Neonatal Mandibular Distraction
Neonatal Mandibular Distraction is performed when a small jaw lets the tongue fall back and obstruct the airway. By lengthening the mandible the tongue is brought forward to open the airway, and a tracheostomy (opening into the windpipe) can be avoided.
Airway management in the newborn requires teamwork by pediatric craniofacial surgeons, pediatric ear-nose-throat surgeons, pediatric anesthesiologists, and the staff of a neonatal intensive care unit.

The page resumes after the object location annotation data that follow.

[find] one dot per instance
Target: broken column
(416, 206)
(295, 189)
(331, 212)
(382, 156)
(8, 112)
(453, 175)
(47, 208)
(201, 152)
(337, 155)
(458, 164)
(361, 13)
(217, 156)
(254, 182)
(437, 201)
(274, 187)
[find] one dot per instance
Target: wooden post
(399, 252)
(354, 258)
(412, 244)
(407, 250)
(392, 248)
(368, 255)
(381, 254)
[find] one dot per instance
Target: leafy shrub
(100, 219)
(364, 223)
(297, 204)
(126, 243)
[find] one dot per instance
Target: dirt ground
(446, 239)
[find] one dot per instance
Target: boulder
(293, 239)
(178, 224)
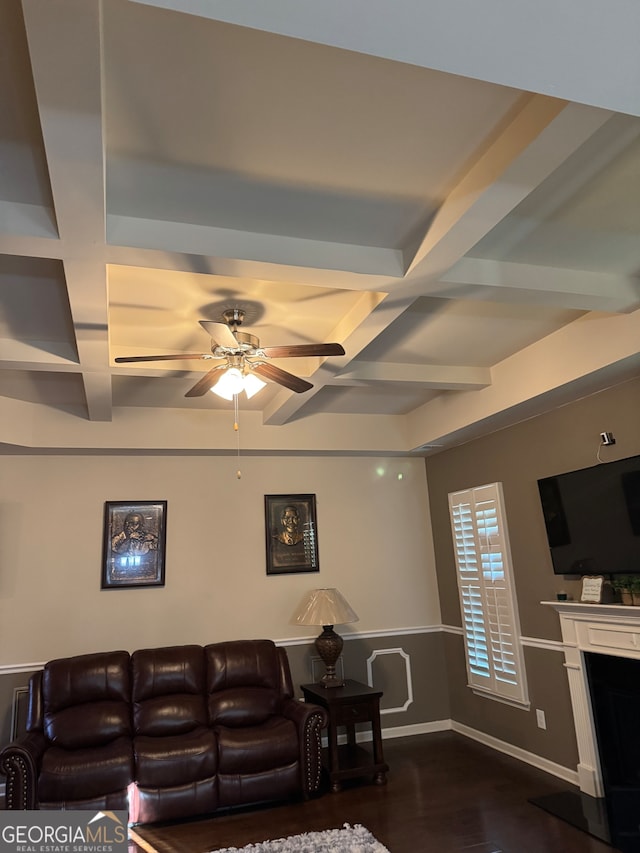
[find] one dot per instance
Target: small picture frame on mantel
(595, 590)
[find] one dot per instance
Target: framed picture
(292, 534)
(134, 543)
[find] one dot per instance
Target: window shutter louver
(487, 600)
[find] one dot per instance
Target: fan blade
(220, 334)
(134, 358)
(270, 371)
(203, 385)
(301, 350)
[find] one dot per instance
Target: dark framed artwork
(133, 553)
(292, 534)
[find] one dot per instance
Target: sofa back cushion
(244, 682)
(86, 699)
(168, 690)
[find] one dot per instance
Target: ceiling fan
(241, 350)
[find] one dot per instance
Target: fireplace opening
(614, 687)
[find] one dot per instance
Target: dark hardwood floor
(445, 793)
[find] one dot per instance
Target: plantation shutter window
(495, 665)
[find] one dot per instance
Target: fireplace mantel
(609, 629)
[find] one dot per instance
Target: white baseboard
(531, 758)
(392, 732)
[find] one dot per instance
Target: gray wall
(562, 440)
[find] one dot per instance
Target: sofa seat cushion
(256, 749)
(243, 706)
(175, 759)
(78, 774)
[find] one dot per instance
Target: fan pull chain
(236, 426)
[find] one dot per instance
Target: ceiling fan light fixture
(252, 385)
(232, 382)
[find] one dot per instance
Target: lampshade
(326, 607)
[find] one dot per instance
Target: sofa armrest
(20, 762)
(310, 720)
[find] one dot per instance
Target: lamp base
(329, 645)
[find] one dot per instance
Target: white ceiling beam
(268, 248)
(568, 288)
(65, 47)
(37, 355)
(538, 140)
(583, 52)
(591, 353)
(29, 220)
(437, 376)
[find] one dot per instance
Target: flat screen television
(592, 518)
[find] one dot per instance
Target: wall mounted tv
(592, 518)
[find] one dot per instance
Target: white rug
(349, 839)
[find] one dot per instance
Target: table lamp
(326, 607)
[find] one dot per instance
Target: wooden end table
(353, 703)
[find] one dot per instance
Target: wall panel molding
(407, 668)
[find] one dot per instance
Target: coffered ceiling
(454, 200)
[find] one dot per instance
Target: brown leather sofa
(165, 733)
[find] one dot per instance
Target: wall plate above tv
(592, 518)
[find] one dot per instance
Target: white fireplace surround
(610, 629)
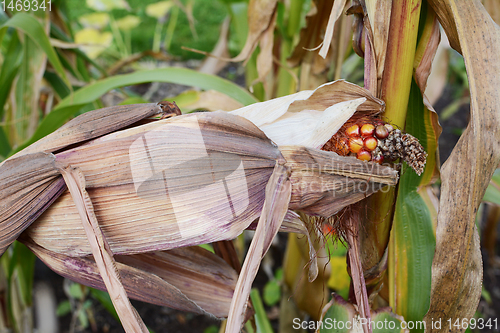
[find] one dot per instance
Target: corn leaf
(71, 104)
(456, 269)
(30, 26)
(412, 238)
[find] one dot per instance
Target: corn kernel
(370, 143)
(352, 131)
(381, 132)
(378, 159)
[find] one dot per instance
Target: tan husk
(189, 279)
(167, 184)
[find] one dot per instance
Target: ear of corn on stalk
(168, 184)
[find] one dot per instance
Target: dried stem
(358, 279)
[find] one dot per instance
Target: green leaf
(387, 322)
(339, 317)
(4, 145)
(261, 320)
(10, 65)
(105, 300)
(31, 27)
(74, 102)
(24, 271)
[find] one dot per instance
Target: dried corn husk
(189, 279)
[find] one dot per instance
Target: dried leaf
(166, 170)
(91, 125)
(457, 269)
(101, 251)
(320, 99)
(28, 185)
(278, 191)
(379, 15)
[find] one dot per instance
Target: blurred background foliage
(83, 55)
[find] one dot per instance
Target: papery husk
(29, 184)
(323, 97)
(189, 279)
(35, 180)
(128, 191)
(172, 183)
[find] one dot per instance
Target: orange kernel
(364, 155)
(370, 143)
(367, 130)
(355, 144)
(352, 131)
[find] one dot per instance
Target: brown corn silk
(166, 185)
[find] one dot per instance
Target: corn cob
(372, 139)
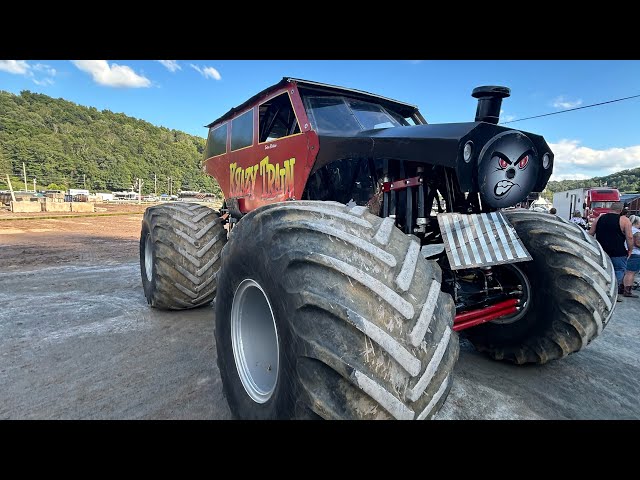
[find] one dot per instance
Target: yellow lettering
(276, 179)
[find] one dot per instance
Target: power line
(570, 109)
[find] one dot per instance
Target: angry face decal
(508, 169)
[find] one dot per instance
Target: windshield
(601, 204)
(335, 114)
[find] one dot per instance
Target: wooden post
(13, 197)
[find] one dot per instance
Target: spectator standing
(611, 230)
(578, 220)
(633, 262)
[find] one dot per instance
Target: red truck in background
(590, 202)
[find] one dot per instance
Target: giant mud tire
(327, 311)
(573, 293)
(180, 245)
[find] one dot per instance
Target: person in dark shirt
(611, 230)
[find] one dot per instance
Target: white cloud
(207, 71)
(573, 161)
(22, 67)
(113, 75)
(17, 67)
(44, 82)
(562, 102)
(171, 65)
(46, 69)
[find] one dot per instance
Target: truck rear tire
(180, 246)
(327, 311)
(572, 297)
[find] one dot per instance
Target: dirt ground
(69, 239)
(78, 341)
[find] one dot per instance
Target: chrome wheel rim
(254, 339)
(148, 257)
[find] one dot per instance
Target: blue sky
(187, 94)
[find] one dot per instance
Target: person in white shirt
(577, 219)
(633, 262)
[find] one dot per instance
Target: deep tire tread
(187, 242)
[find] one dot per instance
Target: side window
(217, 143)
(242, 131)
(277, 119)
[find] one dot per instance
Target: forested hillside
(68, 145)
(625, 181)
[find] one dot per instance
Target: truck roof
(404, 109)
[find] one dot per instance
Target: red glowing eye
(523, 163)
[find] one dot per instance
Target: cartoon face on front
(508, 170)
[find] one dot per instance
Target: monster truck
(356, 240)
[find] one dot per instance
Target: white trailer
(569, 201)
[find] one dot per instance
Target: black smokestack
(489, 102)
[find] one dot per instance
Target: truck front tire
(327, 311)
(573, 293)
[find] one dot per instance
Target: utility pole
(140, 190)
(13, 196)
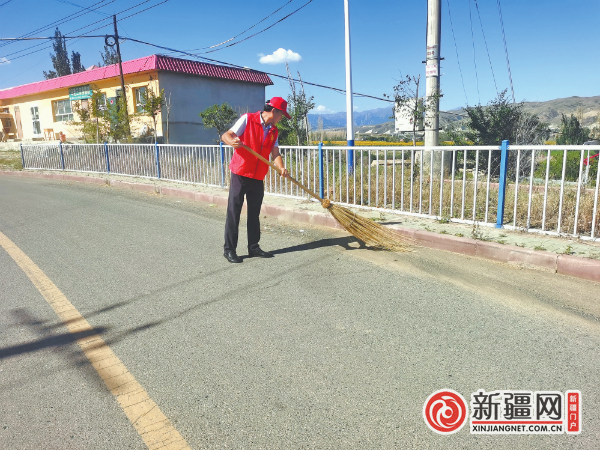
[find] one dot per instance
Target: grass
(391, 189)
(11, 159)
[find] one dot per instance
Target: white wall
(191, 94)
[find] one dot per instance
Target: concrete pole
(121, 73)
(349, 106)
(432, 79)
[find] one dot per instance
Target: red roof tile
(153, 62)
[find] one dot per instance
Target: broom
(365, 230)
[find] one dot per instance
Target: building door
(18, 122)
(35, 117)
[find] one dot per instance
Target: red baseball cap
(280, 104)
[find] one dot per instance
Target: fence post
(321, 178)
(107, 160)
(22, 156)
(62, 158)
(157, 160)
(222, 164)
(502, 184)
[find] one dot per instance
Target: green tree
(503, 120)
(152, 105)
(491, 124)
(220, 117)
(60, 58)
(120, 121)
(571, 132)
(295, 131)
(108, 57)
(407, 102)
(93, 121)
(76, 63)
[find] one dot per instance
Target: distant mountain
(549, 111)
(338, 120)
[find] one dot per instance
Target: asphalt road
(326, 346)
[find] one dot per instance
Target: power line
(486, 47)
(506, 51)
(247, 29)
(456, 48)
(86, 26)
(65, 19)
(261, 31)
(474, 59)
(343, 91)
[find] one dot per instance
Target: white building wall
(191, 94)
(404, 121)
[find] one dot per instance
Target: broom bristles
(371, 233)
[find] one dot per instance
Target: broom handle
(297, 183)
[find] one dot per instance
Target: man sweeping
(257, 131)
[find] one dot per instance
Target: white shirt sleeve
(239, 127)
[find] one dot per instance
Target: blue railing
(547, 189)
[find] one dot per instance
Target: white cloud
(322, 110)
(279, 56)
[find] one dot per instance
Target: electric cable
(486, 47)
(86, 26)
(247, 29)
(457, 58)
(506, 51)
(65, 19)
(261, 31)
(474, 59)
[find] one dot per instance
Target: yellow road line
(145, 415)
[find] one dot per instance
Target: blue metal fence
(533, 188)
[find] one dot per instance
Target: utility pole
(349, 107)
(121, 73)
(432, 73)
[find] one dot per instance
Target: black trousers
(254, 191)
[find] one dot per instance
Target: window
(62, 110)
(140, 98)
(102, 102)
(35, 119)
(80, 92)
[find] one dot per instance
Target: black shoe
(232, 256)
(260, 253)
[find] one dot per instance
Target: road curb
(574, 266)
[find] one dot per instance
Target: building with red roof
(45, 109)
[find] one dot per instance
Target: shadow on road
(342, 242)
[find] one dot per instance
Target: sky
(552, 45)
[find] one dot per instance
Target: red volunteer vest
(243, 162)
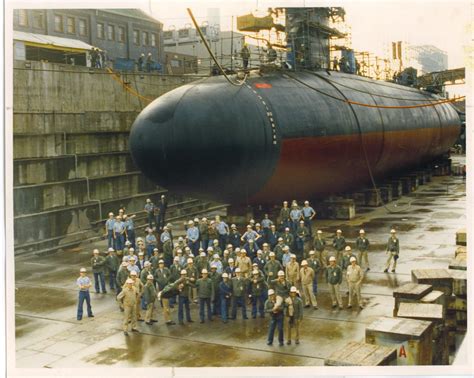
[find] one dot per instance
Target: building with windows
(124, 34)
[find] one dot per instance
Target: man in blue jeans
(225, 291)
(184, 288)
(98, 267)
(84, 283)
(274, 307)
(109, 230)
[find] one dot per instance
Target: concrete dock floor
(48, 334)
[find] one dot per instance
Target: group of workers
(275, 272)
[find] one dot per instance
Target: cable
(238, 84)
(127, 87)
(372, 105)
(369, 93)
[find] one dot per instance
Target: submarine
(283, 135)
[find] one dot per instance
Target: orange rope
(127, 87)
(406, 106)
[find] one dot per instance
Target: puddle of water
(41, 300)
(435, 228)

The technique of neonatal mandibular distraction involves placing small pins in the back of the lower jaw and then making a bony cut (osteotomy) between the pins. The pins are then gradually moved apart, usually 2 mm per day, to lengthen the mandible. New bone regenerates and fills in the gap. After the new bone has a chance to harden, the pins are then removed from the mandible.
Neonatal mandibular distraction has been used to lengthen the jaw as much as 2.5 cm, and has been highly successful in avoiding a tracheostomy in the neck. Distraction is also routinely utilized in older children. The craniofacial surgical service at Children’s Hospital of San Diego is experienced with the technology and techniques involved and, to our knowledge, is the only center in California offering this type of newborn distraction treatment.